We believe that developing countries do not need to conduct small clinical trials to duplicate information that already exists on drugs which are being considered for registration. It is questionable whether such work can contribute to knowledge or help to familiarize physicians with a new product, or whether it is undertaken simply to provide reassurance to the legislators as part of regulatory practice. Instead, these countries should contribute quality information which is relevant to the establishment of optimal treatment guidelines.

As a first step, countries should create and support national guidelines and centres of excellence. For example, the Ministry of health of Malaysia has recently produced national good clinical practice (GCP) guidelines and is organizing courses to promote them at various levels. It has also established several centres of excellence to carry out clinical trials of drugs. These centres will then become potential sites for various types of clinical trials, including preregistration (phase I, II and III) studies.

Similarly, emphasis has been placed on good laboratory practice (GLP). Malaysia enjoys one of the rare GLP analytical laboratories in the developing world. Some phase I and phase II studies in malaria have been conducted jointly between Malaysia and Thailand, building mutually upon the assets and facilities of both countries. Concomitant HIV vaccine clinical trials are conducted in Thailand and the USA, and dengue vaccine clinical trials in Thailand and France. It is expected that, provided the ultimate product is affordable, these activities will benefit both the industrialized and the developing worlds, through the development of human resources.

Major multinational pharmaceutical companies should form partnerships with researchers in these centres of excellence to carry out both drug development and trials. These partnerships will benefit both the industry, by enhancing acceptability and approval by local regulatory authorities, increasing the rate of recruitment, and broadening the genetic diversity of the population exposed, and the researchers who will be seen to be contributing significantly to new drug development.

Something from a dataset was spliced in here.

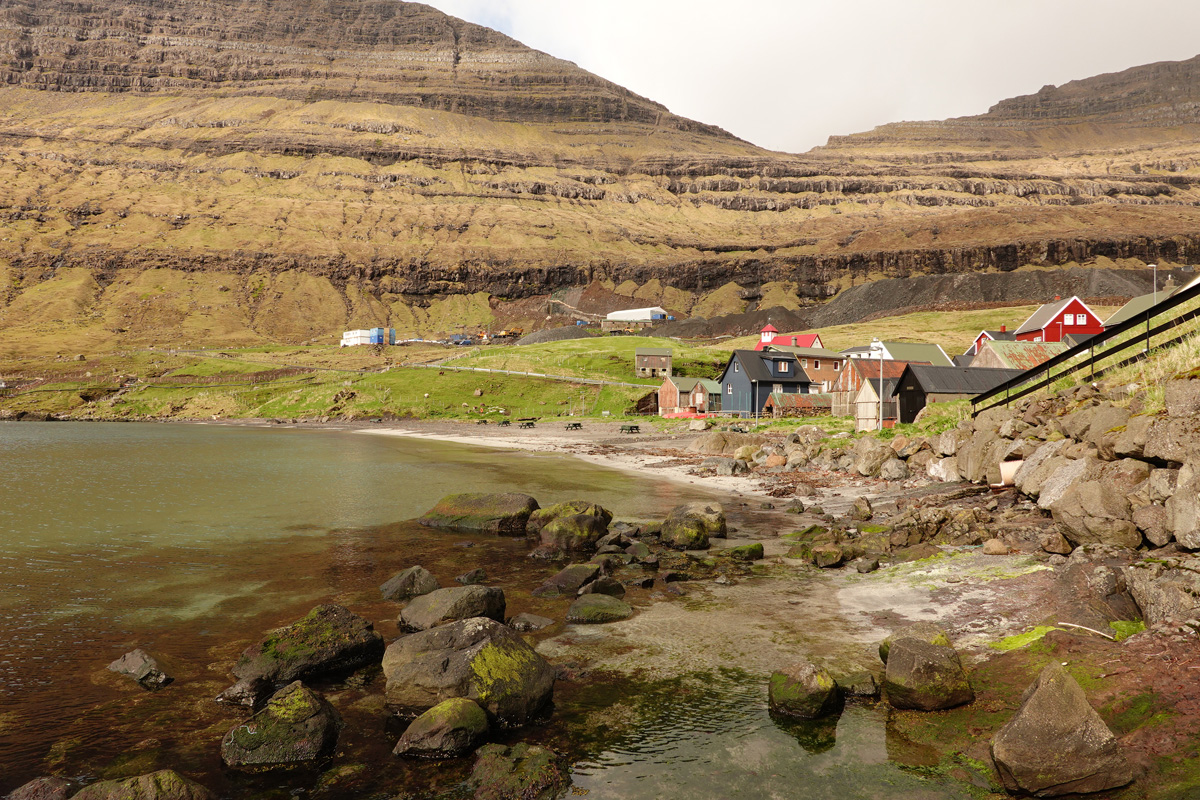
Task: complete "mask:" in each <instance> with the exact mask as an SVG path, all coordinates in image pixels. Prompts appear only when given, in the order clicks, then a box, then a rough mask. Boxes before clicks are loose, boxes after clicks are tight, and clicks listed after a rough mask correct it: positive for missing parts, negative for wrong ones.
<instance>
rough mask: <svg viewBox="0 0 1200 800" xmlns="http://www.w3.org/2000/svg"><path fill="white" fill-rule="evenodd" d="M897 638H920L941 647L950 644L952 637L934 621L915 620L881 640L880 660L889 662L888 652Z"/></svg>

Furthermore, recent emphasis on alternative designs such as large, simplified trials, trials that focus on the complexity of population pharmacokinetics and dynamics, and pharmacovigilance, would increase the potential for countries to contribute significant data to adapted treatment regimens. Developing countries should be enabled to acquire the know-how and technology to participate more actively in the development of the products they need.

References

1. Trouiller, P., Olliaro, P. Drug development output: what proportion for tropical diseases? Lancet, 354: 164 (1999).

2. Wood, A.J., Zhou, H. H. Ethnic differences in drug disposition and responsiveness. Clinical Pharmacokinetics, 70: 350 - 373 (1992).

3. Lang, C.C. et al. Attenuation of isoproteronol-mediated vasodilatation in blacks. New England Journal of Medicine, 333: 155 - 160 (1993).